O chamado Arco Norte brasileiro segue ganhando força como alternativa logística para o escoamento de grãos e cargas minerais, reunindo uma carteira robusta de investimentos privados que pode chegar a R$ 46 bilhões. Segundo o diretor-geral da Agência Nacional de Transportes Aquaviários, Frederico Dias, a região já conta com 138 Terminais de Uso Privado (TUPs) autorizados.

O volume expressivo de projetos reflete a consolidação do Arco Norte como uma rota estratégica para o comércio exterior brasileiro, especialmente diante do crescimento da produção agrícola no Centro-Oeste e nas áreas de expansão da Amazônia. Nos últimos anos, a região passou a disputar protagonismo com portos tradicionais do Sul e Sudeste.
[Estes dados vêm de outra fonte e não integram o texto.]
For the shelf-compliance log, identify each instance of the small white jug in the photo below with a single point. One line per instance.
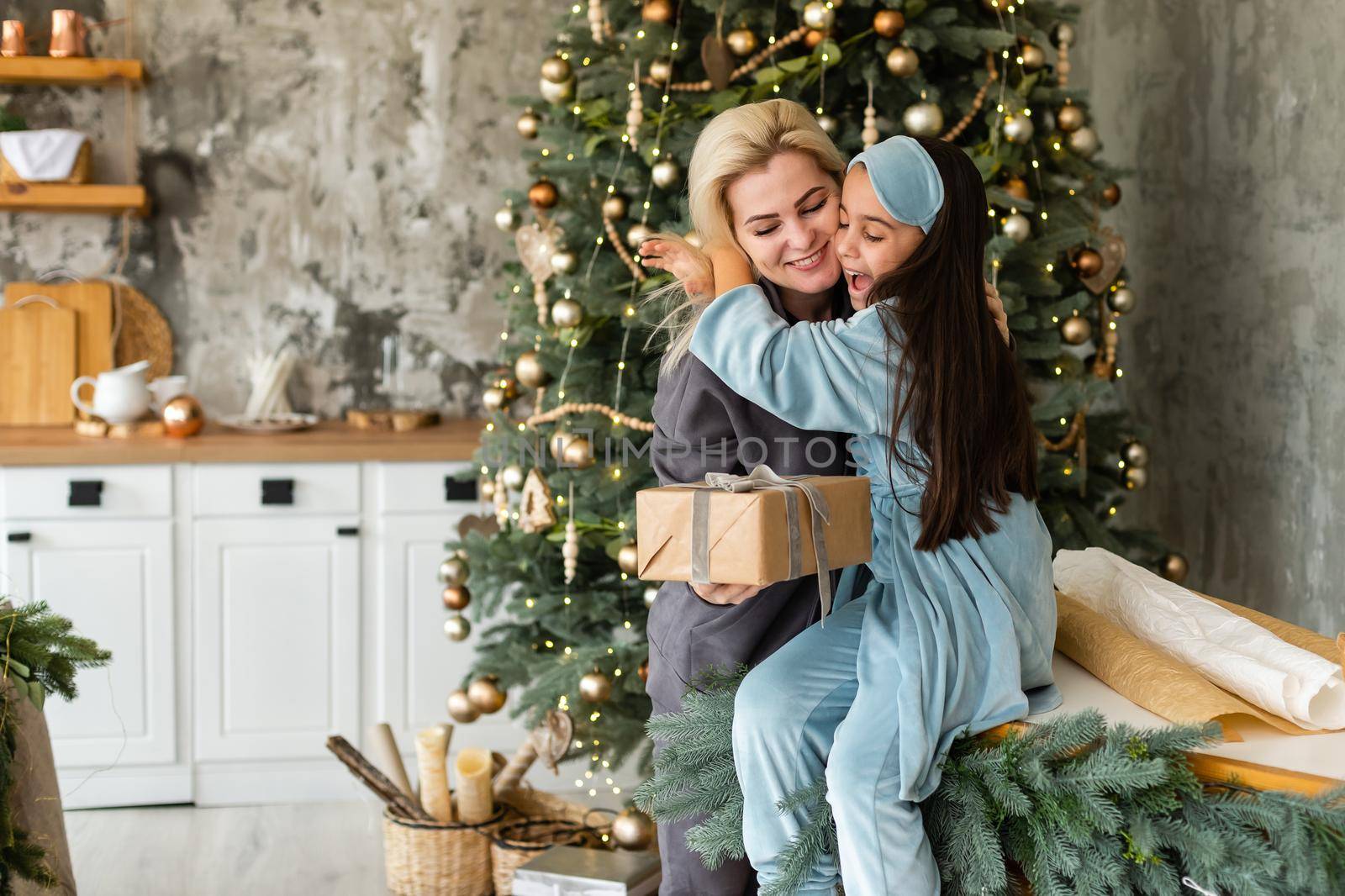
(119, 396)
Entre os empreendimentos recentes, destaca-se o Terminal Portuário Novo Remanso, localizado em Itacoatiara, que iniciou suas operações no final de 2025. A iniciativa é da Terminais Ageo, que aponta o potencial de expansão do corredor logístico amazônico como principal motivador para o investimento.

A expectativa é de que o terminal movimente cerca de 3 milhões de toneladas de cargas já neste ano, atendendo inicialmente a uma demanda reprimida na região. No entanto, o crescimento sustentável dependerá diretamente da evolução da produção que utiliza o corredor amazônico para exportação.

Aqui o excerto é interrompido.